Things to Remember When You're the Parent of the Baby Crying on the Plane

Things to Remember When You're the Parent of the Baby Crying on the Plane

Shifrah Combiths
Dec 19, 2014
(Image credit: NAR Studio/Shutterstock)

No one wants to be the cause of other people's discomfort or annoyance. Having a child who is screaming on a plane is extremely stressful because you're trying to care for the child while dealing with the added pressure of trying to calm her down so as not to upset the people around you. It's hard. But realizing the following (through many flights involving my own crying children) has helped me cope:

Number one thing to remember: You child's crying (probably) bothers you more than anybody.
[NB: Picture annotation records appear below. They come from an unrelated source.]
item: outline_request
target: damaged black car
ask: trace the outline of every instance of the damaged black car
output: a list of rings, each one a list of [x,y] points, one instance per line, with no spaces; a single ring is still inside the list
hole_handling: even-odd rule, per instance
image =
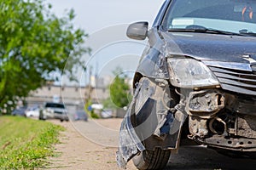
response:
[[[119,167],[163,168],[184,143],[256,152],[255,0],[166,0],[150,29],[137,22],[126,34],[148,41],[120,128]]]

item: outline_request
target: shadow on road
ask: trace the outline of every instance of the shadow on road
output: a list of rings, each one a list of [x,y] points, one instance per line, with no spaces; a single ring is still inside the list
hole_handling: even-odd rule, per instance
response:
[[[165,170],[174,169],[255,169],[256,160],[231,158],[205,147],[182,147],[172,155]]]

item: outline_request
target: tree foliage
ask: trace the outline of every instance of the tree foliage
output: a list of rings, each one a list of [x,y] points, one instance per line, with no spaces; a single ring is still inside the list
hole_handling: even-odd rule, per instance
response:
[[[127,77],[122,74],[120,68],[116,68],[113,72],[115,78],[109,86],[110,99],[104,102],[104,105],[112,108],[113,105],[117,108],[123,108],[127,106],[131,99],[131,87],[125,82]]]
[[[58,18],[50,8],[43,0],[0,2],[0,107],[52,81],[52,72],[72,78],[73,65],[82,65],[80,56],[90,51],[82,47],[87,35],[72,24],[74,11]]]

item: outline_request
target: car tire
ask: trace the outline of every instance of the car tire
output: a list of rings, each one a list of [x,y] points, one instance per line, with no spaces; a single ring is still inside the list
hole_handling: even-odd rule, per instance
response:
[[[132,158],[133,164],[137,169],[162,169],[169,160],[171,150],[156,148],[153,150],[143,150]]]

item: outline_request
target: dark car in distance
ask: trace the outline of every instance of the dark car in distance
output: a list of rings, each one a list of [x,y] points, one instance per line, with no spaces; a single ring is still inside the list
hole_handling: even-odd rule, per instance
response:
[[[76,110],[73,115],[74,121],[88,121],[88,114],[84,110]]]
[[[184,140],[255,156],[255,0],[166,0],[150,29],[129,26],[130,38],[148,41],[120,128],[119,167],[161,169]]]
[[[62,103],[46,102],[39,110],[39,120],[59,119],[61,122],[69,121],[67,110]]]

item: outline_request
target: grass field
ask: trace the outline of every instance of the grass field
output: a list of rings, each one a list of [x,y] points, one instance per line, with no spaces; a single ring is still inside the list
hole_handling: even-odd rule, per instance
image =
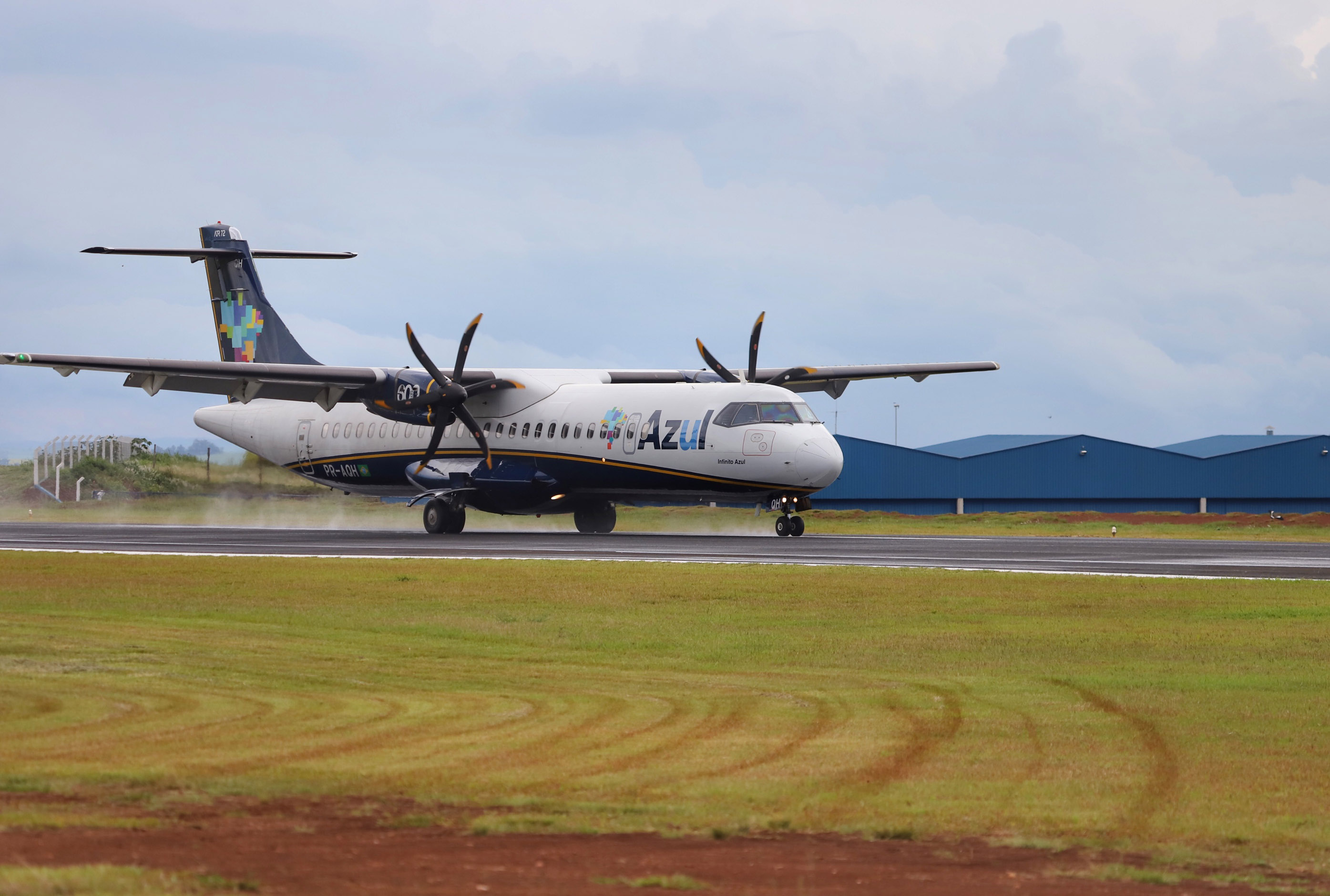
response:
[[[5,553],[0,780],[1325,872],[1327,659],[1323,582]]]

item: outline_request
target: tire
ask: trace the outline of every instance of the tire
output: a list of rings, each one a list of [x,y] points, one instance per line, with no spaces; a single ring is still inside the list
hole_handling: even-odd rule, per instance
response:
[[[467,508],[448,508],[448,524],[443,528],[444,534],[455,536],[467,528]]]
[[[573,510],[573,524],[576,524],[577,532],[587,534],[608,534],[614,530],[617,521],[618,514],[614,512],[614,505],[609,501],[580,506]]]
[[[424,505],[424,530],[432,536],[440,536],[447,530],[448,505],[439,499],[430,499]]]
[[[455,536],[467,525],[467,508],[431,499],[424,505],[424,530],[432,536]]]

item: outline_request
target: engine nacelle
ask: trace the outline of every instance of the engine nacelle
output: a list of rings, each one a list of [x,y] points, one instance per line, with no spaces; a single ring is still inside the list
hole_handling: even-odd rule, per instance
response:
[[[411,423],[418,427],[432,427],[440,423],[438,408],[434,405],[416,408],[404,405],[407,401],[416,401],[423,396],[440,391],[439,384],[434,382],[434,378],[427,371],[404,367],[395,371],[392,376],[386,378],[372,391],[362,390],[360,401],[368,408],[370,413],[380,417],[396,423]],[[366,392],[368,393],[366,395]],[[442,425],[448,425],[454,420],[456,420],[456,415],[446,411]]]

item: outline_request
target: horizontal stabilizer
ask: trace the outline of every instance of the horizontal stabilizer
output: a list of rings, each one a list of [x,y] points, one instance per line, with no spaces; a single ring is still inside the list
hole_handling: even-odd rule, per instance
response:
[[[110,246],[89,246],[84,251],[93,255],[168,255],[188,258],[192,262],[205,258],[241,258],[245,254],[238,249],[113,249]],[[254,249],[250,254],[254,258],[355,258],[355,253],[305,253],[290,249]]]

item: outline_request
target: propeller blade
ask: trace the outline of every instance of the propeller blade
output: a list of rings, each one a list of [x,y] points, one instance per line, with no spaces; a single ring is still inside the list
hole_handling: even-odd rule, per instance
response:
[[[520,390],[520,388],[525,387],[523,387],[519,383],[513,383],[512,380],[501,380],[501,379],[480,380],[479,383],[472,383],[471,386],[467,387],[467,397],[469,399],[471,396],[480,395],[481,392],[493,392],[497,390]]]
[[[471,338],[476,335],[476,327],[480,326],[480,318],[485,315],[477,314],[475,319],[467,324],[467,331],[462,334],[462,342],[458,343],[458,363],[452,366],[452,379],[462,379],[462,368],[467,366],[467,352],[471,351]]]
[[[757,323],[753,324],[753,335],[749,336],[749,383],[757,379],[757,343],[762,338],[762,322],[765,319],[766,311],[757,315]]]
[[[485,452],[485,467],[493,469],[493,460],[489,459],[489,443],[485,441],[485,433],[480,432],[480,424],[476,423],[476,419],[471,416],[471,411],[468,411],[464,404],[459,404],[455,408],[455,413],[459,420],[467,424],[467,428],[471,429],[471,435],[475,440],[480,443],[480,451]]]
[[[783,370],[766,383],[767,386],[785,386],[790,380],[803,379],[809,374],[817,371],[815,367],[791,367],[790,370]]]
[[[710,367],[713,371],[716,371],[722,380],[725,380],[726,383],[739,382],[738,376],[725,370],[725,364],[716,360],[716,356],[712,352],[706,351],[706,346],[702,344],[701,339],[697,340],[697,351],[702,352],[702,360],[705,360],[706,366]]]
[[[434,362],[430,360],[430,356],[424,354],[424,348],[422,348],[420,343],[416,340],[415,334],[411,331],[410,323],[407,324],[407,343],[411,346],[411,352],[416,356],[416,360],[420,362],[420,367],[424,367],[427,371],[430,371],[430,376],[434,378],[435,383],[443,386],[444,383],[450,382],[448,378],[444,376],[443,372],[434,366]]]
[[[439,451],[439,441],[443,439],[443,428],[448,425],[444,423],[447,419],[447,413],[440,413],[439,423],[434,424],[434,435],[430,436],[430,447],[424,449],[424,460],[416,464],[418,473],[424,469],[431,460],[434,460],[434,452]]]

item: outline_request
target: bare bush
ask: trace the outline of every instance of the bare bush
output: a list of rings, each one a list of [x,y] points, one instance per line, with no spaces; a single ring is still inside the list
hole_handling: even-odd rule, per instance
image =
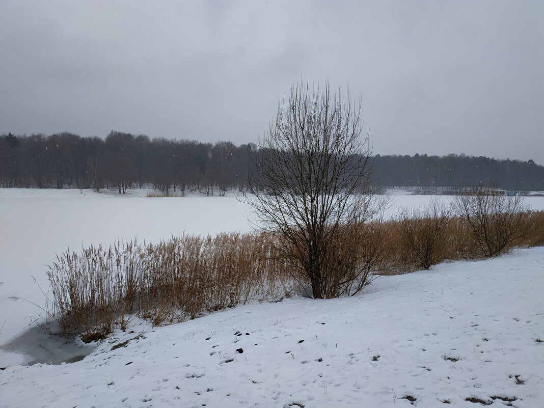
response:
[[[399,225],[403,242],[411,263],[419,269],[429,269],[447,258],[446,233],[451,212],[449,206],[436,199],[425,208],[401,211]]]
[[[528,208],[520,196],[483,189],[456,196],[454,208],[467,223],[484,256],[504,253],[528,232]]]

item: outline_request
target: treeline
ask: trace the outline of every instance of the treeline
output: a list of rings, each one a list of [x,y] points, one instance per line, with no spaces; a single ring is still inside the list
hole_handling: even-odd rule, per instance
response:
[[[110,133],[106,139],[69,133],[0,138],[0,186],[39,188],[127,189],[152,186],[166,194],[208,195],[243,188],[252,144],[214,145]]]
[[[198,190],[224,195],[246,188],[252,144],[237,146],[150,139],[112,131],[105,139],[69,133],[0,137],[0,187],[127,189],[152,186],[163,194]],[[373,158],[374,184],[384,187],[458,189],[493,184],[544,190],[544,166],[487,157],[380,156]]]

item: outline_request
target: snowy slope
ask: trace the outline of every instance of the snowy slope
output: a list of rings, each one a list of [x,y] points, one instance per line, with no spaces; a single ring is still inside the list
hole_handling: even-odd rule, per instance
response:
[[[349,299],[135,326],[81,361],[0,371],[0,407],[538,408],[543,289],[539,248],[380,277]]]

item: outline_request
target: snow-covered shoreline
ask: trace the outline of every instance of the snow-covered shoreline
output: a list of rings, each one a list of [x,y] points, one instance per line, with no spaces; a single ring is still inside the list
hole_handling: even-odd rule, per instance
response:
[[[68,248],[251,230],[248,208],[232,195],[20,190],[0,189],[0,344],[43,317],[44,265]],[[431,197],[401,193],[390,211]],[[524,199],[544,209],[544,197]],[[67,364],[21,366],[29,358],[0,348],[0,407],[407,406],[409,395],[424,407],[473,407],[465,400],[473,397],[508,403],[491,398],[500,397],[536,408],[544,400],[543,259],[543,248],[518,249],[379,277],[355,298],[285,299],[136,325]]]
[[[81,361],[7,367],[0,406],[392,407],[410,397],[423,407],[508,403],[500,397],[536,408],[543,259],[544,248],[516,250],[380,277],[354,298],[135,326]]]

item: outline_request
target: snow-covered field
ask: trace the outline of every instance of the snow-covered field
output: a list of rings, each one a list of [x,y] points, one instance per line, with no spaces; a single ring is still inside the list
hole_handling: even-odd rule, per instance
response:
[[[0,344],[39,317],[7,298],[42,305],[30,275],[46,290],[55,253],[250,229],[232,196],[142,194],[0,189]],[[395,194],[391,211],[429,199]],[[544,209],[544,197],[527,200]],[[543,290],[544,248],[535,248],[380,277],[356,298],[285,299],[152,329],[134,322],[135,332],[69,364],[15,365],[30,358],[4,347],[0,407],[407,406],[407,395],[422,407],[509,403],[492,397],[542,407]]]

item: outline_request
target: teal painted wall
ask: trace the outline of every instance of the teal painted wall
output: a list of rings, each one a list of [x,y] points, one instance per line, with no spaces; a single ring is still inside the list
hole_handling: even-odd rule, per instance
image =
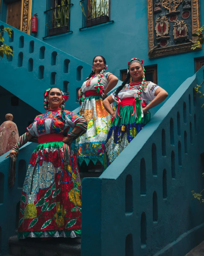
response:
[[[179,87],[99,178],[83,179],[83,256],[184,256],[204,239],[203,207],[191,200],[204,187],[203,100],[193,92],[204,72]]]
[[[29,124],[30,124],[36,116],[40,113],[20,99],[18,106],[12,106],[11,97],[13,96],[13,95],[0,86],[0,100],[4,106],[0,112],[0,125],[5,121],[6,115],[11,113],[14,116],[13,121],[17,126],[20,136],[26,131],[26,128]],[[21,116],[23,117],[19,118]]]
[[[186,79],[195,73],[194,58],[204,56],[203,50],[149,59],[146,0],[111,1],[111,19],[108,23],[81,31],[82,13],[79,1],[72,0],[70,30],[73,33],[47,38],[45,42],[91,64],[93,57],[104,56],[108,71],[120,78],[120,70],[127,68],[133,57],[144,64],[157,64],[158,84],[170,96]],[[204,4],[200,1],[201,24],[204,24]],[[40,40],[45,36],[46,1],[33,0],[33,13],[38,15]],[[88,72],[85,74],[88,74]],[[160,106],[156,107],[153,112]]]

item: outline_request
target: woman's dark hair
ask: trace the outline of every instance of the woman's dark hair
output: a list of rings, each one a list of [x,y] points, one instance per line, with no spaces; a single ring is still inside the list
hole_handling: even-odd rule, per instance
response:
[[[59,90],[60,90],[60,92],[61,93],[61,94],[62,94],[62,92],[61,92],[61,89],[60,89],[60,88],[58,88],[58,87],[55,87],[55,86],[54,87],[51,87],[50,88],[50,91],[48,92],[48,95],[49,95],[50,94],[50,91],[51,91],[51,90],[52,89],[54,89],[54,88],[56,88],[56,89],[58,89]]]
[[[134,61],[133,61],[130,63],[129,66],[130,66],[130,65],[132,64],[132,63],[133,63],[133,62],[138,62],[139,64],[140,64],[142,68],[144,68],[143,65],[142,64],[142,62],[141,62],[139,61],[138,61],[137,59],[135,59],[135,60],[134,60]],[[129,68],[128,68],[128,69],[129,69]],[[115,93],[115,97],[116,97],[117,96],[118,96],[118,95],[119,93],[119,92],[121,91],[122,90],[122,89],[124,87],[125,85],[126,84],[127,82],[128,81],[128,80],[129,80],[130,78],[130,72],[129,71],[129,72],[127,73],[127,76],[126,77],[126,79],[123,81],[122,83],[121,84],[121,85],[120,85],[119,86],[118,86],[118,88],[116,89],[116,93]]]
[[[94,62],[94,60],[96,58],[96,57],[101,57],[102,59],[103,59],[103,61],[104,63],[104,64],[105,64],[105,66],[106,65],[106,59],[104,57],[103,57],[102,56],[101,56],[101,55],[97,55],[96,56],[95,56],[95,57],[93,58],[93,62],[92,62],[92,64],[93,64],[93,62]],[[91,77],[93,76],[93,75],[94,74],[95,74],[95,72],[93,72],[93,71],[92,71],[92,72],[90,73],[89,76],[88,77],[86,78],[86,79],[85,80],[85,81],[87,81],[87,80],[88,80]]]

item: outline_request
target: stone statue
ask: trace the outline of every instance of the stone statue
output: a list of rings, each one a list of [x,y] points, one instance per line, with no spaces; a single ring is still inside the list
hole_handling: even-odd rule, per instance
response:
[[[184,29],[184,28],[182,26],[182,20],[175,20],[175,22],[177,24],[177,25],[178,26],[178,31],[179,33],[179,34],[180,35],[181,33],[182,33],[182,31]]]
[[[184,10],[189,10],[191,9],[191,0],[183,0],[183,9]]]
[[[160,13],[162,10],[161,8],[161,5],[160,3],[160,0],[156,0],[156,3],[154,4],[154,12],[155,13]]]
[[[13,115],[7,114],[6,121],[0,126],[0,156],[10,150],[18,141],[19,135]]]
[[[162,34],[163,34],[163,33],[164,33],[164,19],[163,17],[162,17],[161,18],[161,19],[160,20],[160,27],[161,28],[161,31],[162,32]]]

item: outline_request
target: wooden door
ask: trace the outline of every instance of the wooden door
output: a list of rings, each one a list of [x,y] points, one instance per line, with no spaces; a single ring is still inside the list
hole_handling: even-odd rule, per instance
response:
[[[21,0],[7,5],[6,23],[18,29],[20,29],[21,10]]]

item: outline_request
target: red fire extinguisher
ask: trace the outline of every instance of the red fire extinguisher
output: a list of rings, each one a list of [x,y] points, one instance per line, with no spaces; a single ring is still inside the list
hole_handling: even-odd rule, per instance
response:
[[[31,18],[31,32],[34,34],[37,32],[37,15],[35,13]]]

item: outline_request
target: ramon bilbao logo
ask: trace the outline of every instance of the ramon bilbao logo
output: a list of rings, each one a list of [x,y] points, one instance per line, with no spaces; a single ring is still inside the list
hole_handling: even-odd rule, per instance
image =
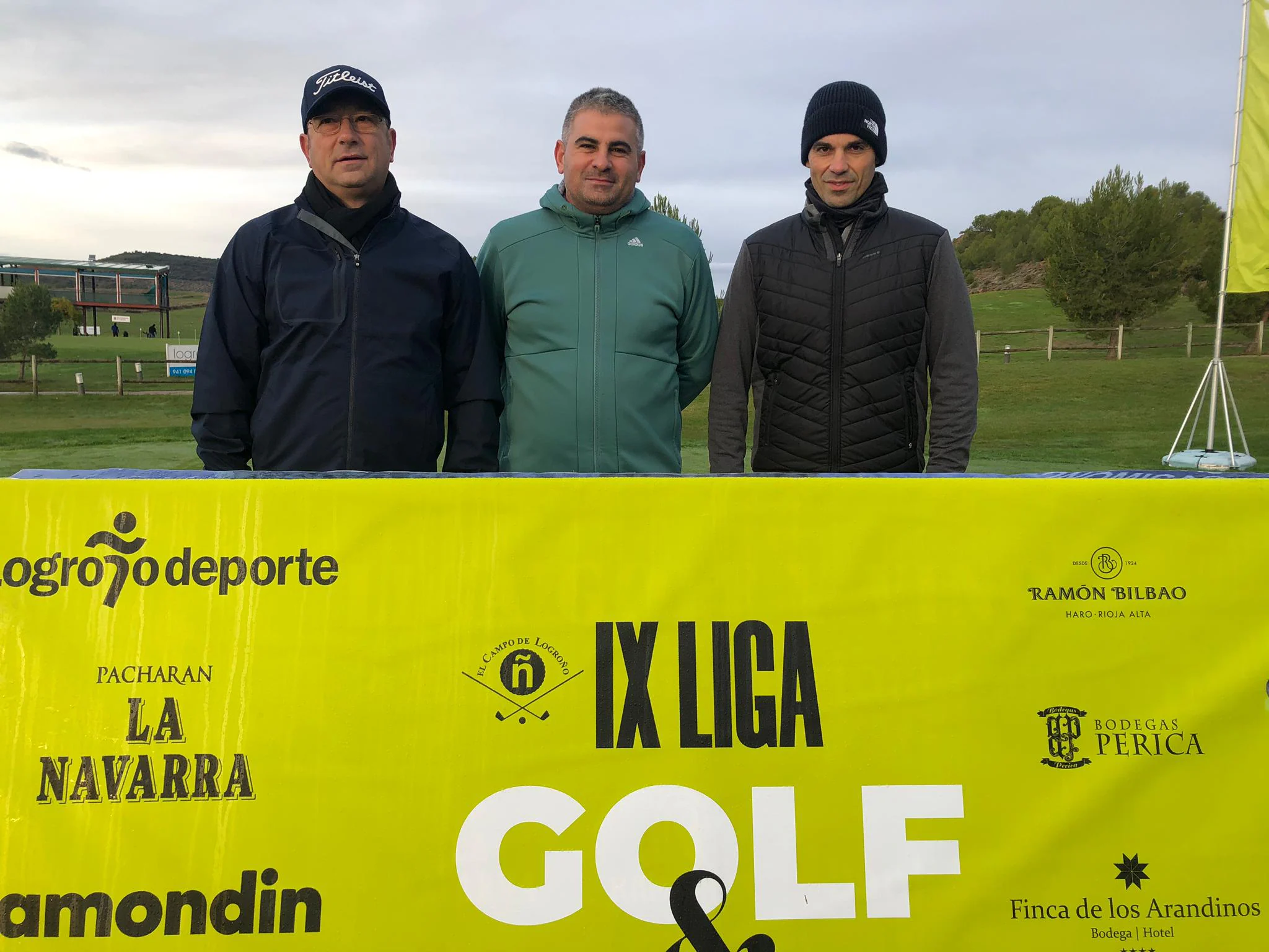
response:
[[[1188,590],[1184,585],[1175,584],[1174,579],[1150,578],[1148,585],[1129,584],[1124,571],[1136,570],[1140,579],[1138,564],[1132,559],[1126,559],[1119,550],[1112,546],[1098,546],[1088,559],[1071,560],[1072,566],[1088,567],[1093,579],[1080,584],[1070,584],[1068,580],[1055,580],[1057,584],[1028,585],[1027,594],[1032,602],[1085,602],[1086,607],[1074,608],[1066,613],[1067,618],[1075,619],[1119,619],[1119,618],[1150,618],[1150,609],[1160,603],[1184,602]],[[1067,581],[1067,584],[1063,584]],[[1103,583],[1115,581],[1114,585]],[[1128,602],[1132,604],[1124,605]],[[1096,604],[1105,603],[1105,604]],[[1142,604],[1145,603],[1145,604]],[[1154,603],[1154,604],[1151,604]]]
[[[147,548],[148,546],[148,548]],[[145,553],[142,555],[142,551]],[[102,589],[102,604],[114,608],[129,586],[212,588],[227,595],[241,585],[334,585],[339,562],[331,555],[313,556],[307,547],[294,553],[204,553],[193,546],[159,550],[140,534],[137,517],[118,513],[109,529],[91,533],[82,550],[42,556],[0,553],[0,594],[4,589],[52,598],[69,589]]]

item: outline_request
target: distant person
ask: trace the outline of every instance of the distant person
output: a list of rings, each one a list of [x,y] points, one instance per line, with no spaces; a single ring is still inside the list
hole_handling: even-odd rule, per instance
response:
[[[555,160],[563,182],[477,261],[505,339],[501,467],[679,472],[718,329],[706,251],[634,188],[643,121],[621,93],[572,100]]]
[[[221,256],[194,378],[208,470],[497,470],[496,329],[471,255],[401,208],[388,103],[363,70],[305,84],[293,204]],[[445,418],[448,414],[448,442]]]
[[[859,83],[820,89],[801,155],[802,211],[750,235],[727,286],[709,470],[744,472],[753,387],[755,472],[963,472],[970,294],[948,232],[886,203],[881,100]]]

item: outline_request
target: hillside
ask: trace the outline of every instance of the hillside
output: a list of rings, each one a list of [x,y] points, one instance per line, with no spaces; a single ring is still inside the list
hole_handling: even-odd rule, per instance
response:
[[[220,259],[169,255],[159,251],[123,251],[102,260],[109,264],[166,264],[171,268],[173,291],[201,291],[206,294],[212,289]]]

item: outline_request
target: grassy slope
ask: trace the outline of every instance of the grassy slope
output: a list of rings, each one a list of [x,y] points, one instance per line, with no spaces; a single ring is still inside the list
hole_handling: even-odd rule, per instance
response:
[[[1065,325],[1042,291],[975,294],[972,301],[981,330]],[[201,316],[201,308],[189,308],[178,324],[174,314],[174,329],[181,327],[183,339],[188,340]],[[1147,325],[1189,321],[1198,325],[1202,317],[1183,301]],[[1198,387],[1211,348],[1211,331],[1197,326],[1193,359],[1187,360],[1184,350],[1133,349],[1134,343],[1154,343],[1162,334],[1132,335],[1122,362],[1107,360],[1101,348],[1056,354],[1052,363],[1044,360],[1043,353],[1018,354],[1009,364],[999,354],[985,354],[971,471],[1159,468],[1160,457],[1171,446]],[[992,341],[1000,340],[986,339],[983,349],[992,349]],[[1241,349],[1244,341],[1237,340],[1236,349]],[[53,343],[67,357],[105,353],[112,359],[114,353],[126,358],[161,357],[164,344],[136,338],[65,335]],[[1084,335],[1070,334],[1061,343],[1088,341]],[[1230,357],[1226,366],[1251,449],[1260,448],[1269,457],[1269,358]],[[113,391],[114,367],[102,367],[108,373],[104,388]],[[154,372],[159,369],[155,367]],[[146,372],[151,373],[148,366]],[[51,388],[44,372],[41,378],[42,386]],[[684,413],[683,457],[688,472],[708,470],[707,407],[708,391]],[[189,439],[189,399],[131,393],[122,400],[47,393],[37,400],[0,396],[0,475],[24,467],[104,466],[197,467]]]

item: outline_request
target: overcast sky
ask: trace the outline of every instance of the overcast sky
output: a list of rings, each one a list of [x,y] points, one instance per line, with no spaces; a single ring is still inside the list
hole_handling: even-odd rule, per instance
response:
[[[3,0],[0,254],[218,255],[306,174],[299,99],[349,63],[392,108],[404,204],[478,250],[537,206],[569,100],[643,116],[641,188],[740,241],[802,204],[822,84],[886,108],[891,204],[953,235],[1121,164],[1225,204],[1240,0]]]

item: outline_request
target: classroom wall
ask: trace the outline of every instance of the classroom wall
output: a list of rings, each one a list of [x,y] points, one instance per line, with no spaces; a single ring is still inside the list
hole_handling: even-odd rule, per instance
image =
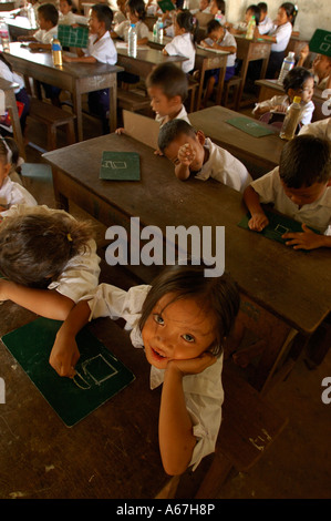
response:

Here are some other things to keep in mind:

  • Really, many people have kind and understanding hearts and probably feel sorry for the baby — and her parents.
  • Most people come armed with headphones for just such a situation.
  • The roar of the plane helps muffle the sounds of baby's screams, at least somewhat.
  • Sometimes babies just need to cry a little to "get it out;" more than likely, if you give a tired baby a little time to cry (while comforting her, of course) rather than trying to distract her with food or toys, everyone will be rewarded with a sleeping child.
  • Nurse or bottle-feed during takeoff and landing to ease ear discomfort. Preventing discomfort or pain in baby can ward off bouts of crying.
  • Help lull baby to sleep by walking to either end of the plane, if you can, where the plane's roar is louder.
  • Do your best not to worry about people who seem annoyed. You'll get either more stressed out or irritated, and for sure baby can feel these vibes from you — which will certainly not help calm her down.
  • Be considerate. Definitely do what you can to keep baby from disturbing other flyers. Keep baby's feet from kicking the seat in front of you (unless you're lucky enough to be in the bulkhead) and apologize if baby throws things or anything like that. Acknowledging others' discomfort goes a long way in easing disgruntled feelings all around.

Honestly, my experiences traveling with children have the effect of so-called "restoring my faith in humanity." I usually end air travel with my children very glad it's over, but also feeling like people in general are nice and that their hearts are good. No matter what, no matter how awful it gets, remember that the ordeal is finite. In a matter of hours, it'll all be over.